All children were verified as stuttering at the first assessment on the basis of a clinical referral and a further clinical assessment. When they reached twelve, they were classified as persistent or recovered on the basis of parent, child and researcher assessments. A range of measures was taken at the two age-points for determining risk factors for persistence/recovery.
More males than females were affected. There was no evidence for persistence and recovery to run in families. At first referral all speakers who stuttered had high stuttering severity ratings and high proportions of dysfluencies in their speech (particularly those involving repetitions of whole words). At age 12 plus, the severity ratings of the recovered speakers and dysfluency counts dropped. The persistent speakers continued to have high severity ratings and produced more part-word dysfluencies. Temperament, measured at first assessment, differed between all stutterers and fluent controls and, when persistent and recovered speaker groups were examined separately, recovered speakers were less adaptable than persistent speakers; persistent speakers had more intense moods than controls; recovered speakers were less adaptable than controls. Detection of backward masking stimuli at 12 plus did not differ between all the children who stuttered and controls but when speakers who stuttered were differentiated by recovery group, persistent speakers had poorer backward masking thresholds than recovered speakers. Performance in motor tasks controlled by the cerebellum was assessed at 12 plus. There were indications of poor cerebellar control in speakers who persisted compared with the recovered speakers.
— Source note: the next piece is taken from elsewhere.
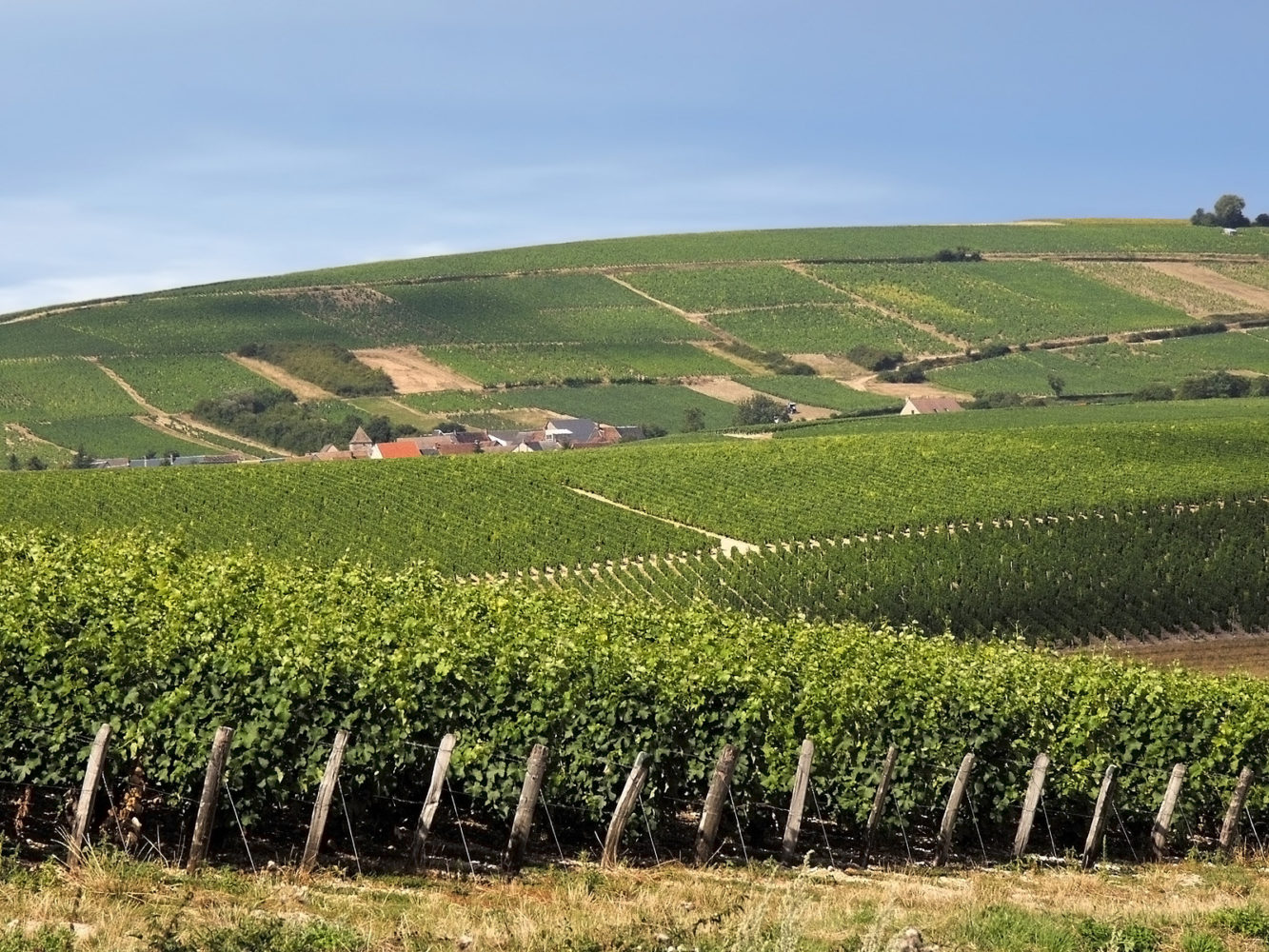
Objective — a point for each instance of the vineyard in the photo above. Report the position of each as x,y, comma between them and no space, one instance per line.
1002,301
1054,579
288,653
670,308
The tendency for more males than females to stutter was confirmed. Different patterns in speech were observed: Severity ratings of the recovered speakers dropped by age 12 plus. The severity ratings for the persistent speakers remained high at 12 plus and dysfluency types tended to change from whole to part words over time. Persistent and recovered speakers differed on temperamental performance at initial assessment, and performed differently on sensory and motor tasks at age 12 plus.